Tuesday, April 11, 2023

The Explicit Inclusion--April 12, 2023


The Explicit Inclusion--April 12, 2023

"When the women looked up, they saw that the stone, which was very large, had already been rolled back. As they entered the tomb, they saw a young man, dressed in a white robe, sitting on the right side; and they were alarmed. But he said to them, 'Do not be alarmed; you are looking for Jesus of Nazareth, who was crucified. He has been raised; he is not here. Look, there is the place they laid him. But go, tell his disciples and Peter that he is going ahead of you to Galilee; there you will see him, just as he told you'." [Mark 16:4-7]

"Go tell the disciples--yes, Peter, too."  

With that simple invitation, it is clear from Easter morning onward that God's resurrection power is also the power to put away the past.  The message from the angel waiting in the tomb for the women's arrival includes all of the disciples, even Simon Peter who had last been seen denying he even knew Jesus.  Jesus still counts Peter among his company of friends and disciples, and he wants to make sure Peter knows he has not been kicked out or expelled from the circle of his love.  Peter is explicitly included, called by name, and forgiven.
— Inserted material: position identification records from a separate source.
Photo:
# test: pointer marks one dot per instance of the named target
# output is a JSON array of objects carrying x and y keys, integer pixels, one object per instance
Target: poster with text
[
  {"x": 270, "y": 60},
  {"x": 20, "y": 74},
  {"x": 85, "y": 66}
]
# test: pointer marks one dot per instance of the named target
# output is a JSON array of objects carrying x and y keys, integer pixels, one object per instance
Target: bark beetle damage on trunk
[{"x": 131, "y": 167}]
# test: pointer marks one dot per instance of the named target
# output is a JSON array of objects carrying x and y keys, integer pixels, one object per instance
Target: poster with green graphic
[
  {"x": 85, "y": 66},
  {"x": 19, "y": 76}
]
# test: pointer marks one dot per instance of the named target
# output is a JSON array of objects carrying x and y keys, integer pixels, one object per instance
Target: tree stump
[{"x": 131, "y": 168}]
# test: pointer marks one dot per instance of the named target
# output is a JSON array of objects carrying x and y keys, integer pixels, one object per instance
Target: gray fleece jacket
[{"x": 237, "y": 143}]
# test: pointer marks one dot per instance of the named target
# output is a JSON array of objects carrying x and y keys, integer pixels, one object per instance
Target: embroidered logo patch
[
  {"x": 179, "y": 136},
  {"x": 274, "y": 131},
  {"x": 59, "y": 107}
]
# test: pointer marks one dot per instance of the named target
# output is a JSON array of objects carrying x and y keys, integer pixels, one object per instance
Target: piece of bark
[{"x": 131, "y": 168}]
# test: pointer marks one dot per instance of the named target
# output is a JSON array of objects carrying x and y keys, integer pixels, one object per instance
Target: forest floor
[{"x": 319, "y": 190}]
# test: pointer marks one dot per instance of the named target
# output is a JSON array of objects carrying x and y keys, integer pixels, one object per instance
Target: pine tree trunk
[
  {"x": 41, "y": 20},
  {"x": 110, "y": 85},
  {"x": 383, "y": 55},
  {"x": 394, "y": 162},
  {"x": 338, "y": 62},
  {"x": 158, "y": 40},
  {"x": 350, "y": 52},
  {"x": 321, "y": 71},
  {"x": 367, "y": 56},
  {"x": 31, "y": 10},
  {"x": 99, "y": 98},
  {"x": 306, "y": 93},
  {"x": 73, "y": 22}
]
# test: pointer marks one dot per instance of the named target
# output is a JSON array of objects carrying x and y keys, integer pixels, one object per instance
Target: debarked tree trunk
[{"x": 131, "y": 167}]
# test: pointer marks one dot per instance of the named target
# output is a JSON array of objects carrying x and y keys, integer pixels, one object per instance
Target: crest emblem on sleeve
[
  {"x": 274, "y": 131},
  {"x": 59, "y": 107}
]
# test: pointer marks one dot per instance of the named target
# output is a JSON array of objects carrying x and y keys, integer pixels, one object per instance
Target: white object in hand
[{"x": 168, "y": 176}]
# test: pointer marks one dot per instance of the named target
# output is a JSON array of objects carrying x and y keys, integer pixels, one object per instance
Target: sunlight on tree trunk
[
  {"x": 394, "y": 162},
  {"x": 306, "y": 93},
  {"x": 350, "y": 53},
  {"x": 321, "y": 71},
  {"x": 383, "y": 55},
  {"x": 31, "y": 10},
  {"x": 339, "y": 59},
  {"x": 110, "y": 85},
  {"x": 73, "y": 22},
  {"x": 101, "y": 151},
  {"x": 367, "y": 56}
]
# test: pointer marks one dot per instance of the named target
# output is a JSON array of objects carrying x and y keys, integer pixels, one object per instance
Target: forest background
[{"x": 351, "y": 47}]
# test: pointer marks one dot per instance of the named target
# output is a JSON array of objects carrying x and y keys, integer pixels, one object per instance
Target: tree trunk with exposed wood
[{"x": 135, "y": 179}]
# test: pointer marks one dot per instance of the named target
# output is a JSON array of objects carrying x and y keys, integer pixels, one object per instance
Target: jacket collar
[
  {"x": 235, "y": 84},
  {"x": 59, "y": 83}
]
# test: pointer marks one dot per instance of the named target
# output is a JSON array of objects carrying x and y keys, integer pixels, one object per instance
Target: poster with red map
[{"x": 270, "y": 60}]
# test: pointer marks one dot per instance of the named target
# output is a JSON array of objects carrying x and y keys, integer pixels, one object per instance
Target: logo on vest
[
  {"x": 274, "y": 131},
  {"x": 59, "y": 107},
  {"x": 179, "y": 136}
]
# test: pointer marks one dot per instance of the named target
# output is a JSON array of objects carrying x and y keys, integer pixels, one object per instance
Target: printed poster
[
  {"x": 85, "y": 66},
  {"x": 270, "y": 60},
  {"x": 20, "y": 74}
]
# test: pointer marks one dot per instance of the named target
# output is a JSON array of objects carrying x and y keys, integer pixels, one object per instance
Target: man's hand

The resurrection makes that reconciliation possible.

That really is amazing.  If Jesus were of the mindset to get even with the ones who let him down, this would have been the chance.  If Jesus were looking to stick it to someone for their faithless denial, Peter would be Public Enemy Number One.  And if Jesus were really intent on rejecting those who had rejected him first, Simon Peter would have been left off the ol' Easter morning invitation list.  But instead, the angelic messenger does just the opposite--making sure that Peter will get the message that he is still included, and that his earlier denial of Jesus has not earned him Jesus' denial of him in return.

The only way that is possible is that God's kind of love is determined not to hold our wrongs against us any longer.  Not even the painfully fresh wounds of publicly denying even knowing Jesus, which Peter had done to save his own skin back on the night of Jesus' betrayal and arrest.  As the familiar story goes, Peter had explicitly denied--even swearing an oath--that he didn't even know Jesus, much less follow him.  You can't get much clearer of a rejection than that, and yet here at the empty tomb, you can't get much clearer of a welcome and statement of forgiveness than what the angel says:  "Make sure Peter knows, too.  This message is for him as well.  Jesus will see Peter along with the rest of the group when they all meet up in Galilee."  What else can that mean but that Jesus has set aside Peter's denial and refuses to hold it against him?

I can only think that the same kind of love welcomes each of us as well.  The same one who could [and did] forgive Peter's conscious, willful, repeated denials speaks the same call and forgiveness to us as well.  "This is for you, too," he says.  "I count you among my friends," he says.  "I choose to include you, no matter what you have done, and no matter what anybody else thinks about my choice."  That is how the risen Jesus pursues us.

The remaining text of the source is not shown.